3.24: The mural K-Doe’s Story, Mother-in-Law Lounge, 2005 (post-Katrina).
3.25: Mural depicting Miss Pussycat and Quintron, Mother-in-Law Lounge, 2005 (post-Katrina).
Besides “Mother-in-Law,” K-Doe’s other hits included “A Certain Girl,” “T’aint It the Truth,” and “Hello, My Lover.” From the 1990s until his death in 2002, K-Doe jump-started his career with indispensable help from his wife, Antoinette. This lounge was the hub of his comeback and a gathering place for fellow musicians.
Ernie K-Doe was one of New Orleans’s most flamboyant characters. He called himself “Emperor of the World,” wore royal garb, and sought to be addressed as “emperor” wherever he went. K-Doe loved to meet and greet the public, and visitors to the Mother-in-Law Lounge were always welcomed with warmth, hospitality, and Antoinette’s delicious home-cooked food. Although Ernie K-Doe has left this realm, his fans keep his spirit alive.

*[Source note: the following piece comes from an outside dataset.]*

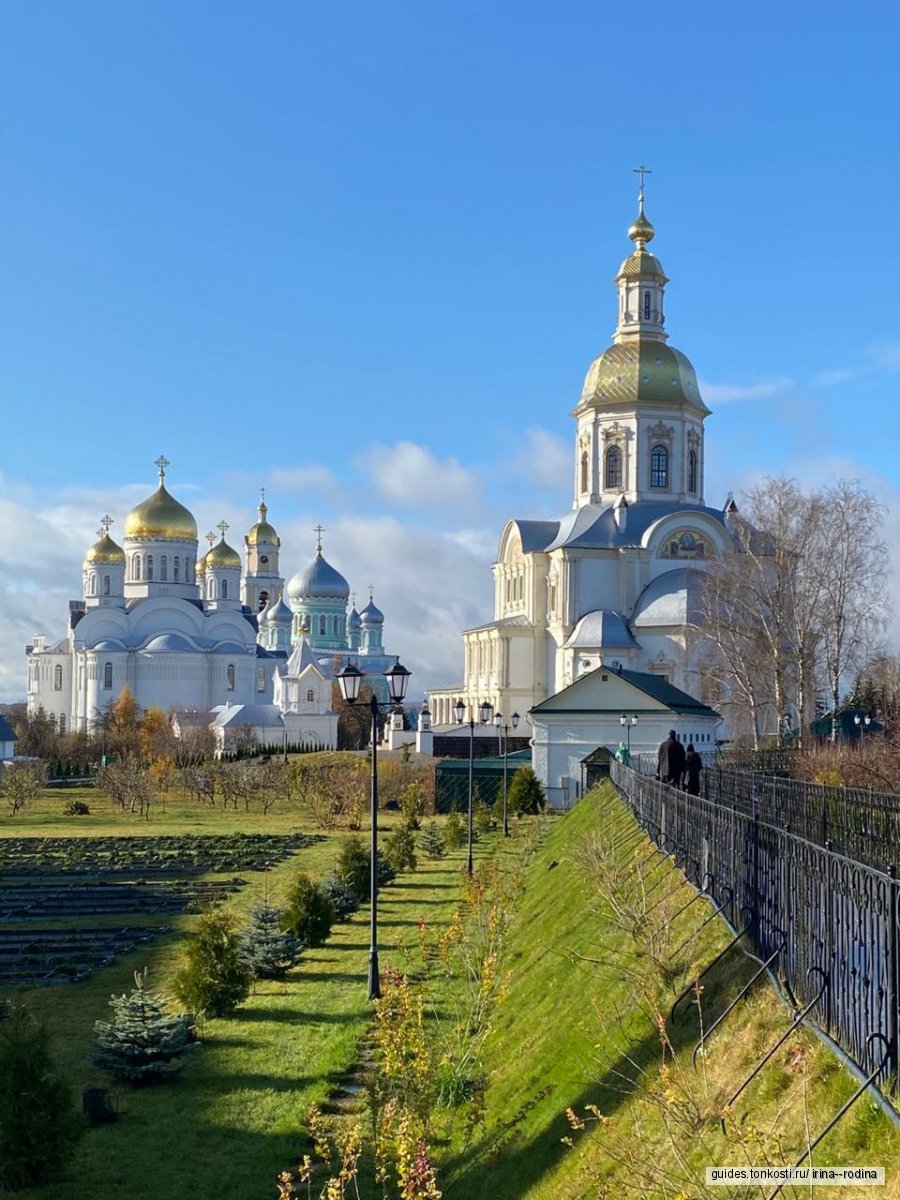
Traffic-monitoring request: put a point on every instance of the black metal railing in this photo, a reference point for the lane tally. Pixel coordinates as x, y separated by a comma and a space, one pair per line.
829, 923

On Mardi Gras 2004, traditional Mardi Gras festivities returned to the Claiborne neutral ground. The Moth
er-inLaw Lounge was the epicenter for the event. Many of the iconic celebrants of the last forty years were there, including the Mardi Gras Indians (Chief Al Morris and Big Chief Alfred Doucet among them), the Baby Dolls, and Toots Montana. Well-known musicians, including the Baptiste family, performed as they marched through the Claiborne underpasscum-museum. Al Johnson performed “Carnival Time,” his 1960 hit and Mardi Gras anthem. The event was planned to reestablish the Claiborne neutral ground–underpass as the epicenter of the black folk-culture Mardi Gras. Montana recalled that “before they built that overpass on Claiborne, you would have all the maskers down here. Families would come and have picnics on sunny days on the neutral ground.” Antoinette K-Doe recalled coming with her family as a child: “We would see the Baby Dolls, the Indians, the Moss Man. It was just great.”28
The name Antoine Dominique “Fats” Domino is synonymous around the world with New Orleans popular music and folk culture. He achieved much in his life through his recorded music in the genre of classic rhythm and blues (R&B) and early rock and roll as a singer, songwriter, and pianist. He sold more records during the 1950s and early 1960s than any other African American musician. His piano style was grounded in the blues, boogie-woogie, and stride piano. He created a signature style, and with his warm, sincere personality, he endeared himself to audiences worldwide. He was so deeply rooted in New Orleans that he never left to live in Los Angeles or other more “glamorous” places. His first hit, “The Fat Man,” sold over two million copies and peaked at number two on Billboard’s R&B charts. To date, Domino has sold more than 110 million records.29
As styles and tastes changed in subsequent years and his popularity waned, Domino continued to record and tour, though less often than when he was at the height of his fame. In the 1980s, he decided he would no longer travel, since he was earning a comfortable income from royalties. In 2003, he was honored in the aforementioned column mural painted by his cousin, beneath the overpass on Claiborne Avenue. This mural depicts Fats while at the peak of his powers in the world of popular music. Everything about it is classic—the color palette reminiscent of a two-tone 1957 Chevy, Fats’s broad smile, his piano keyboard, and musical notes rendered with a spiritual reverence, symbolizing a joyous atmosphere filled with his upbeat, rollicking R&B melodies (Fig. 3.26).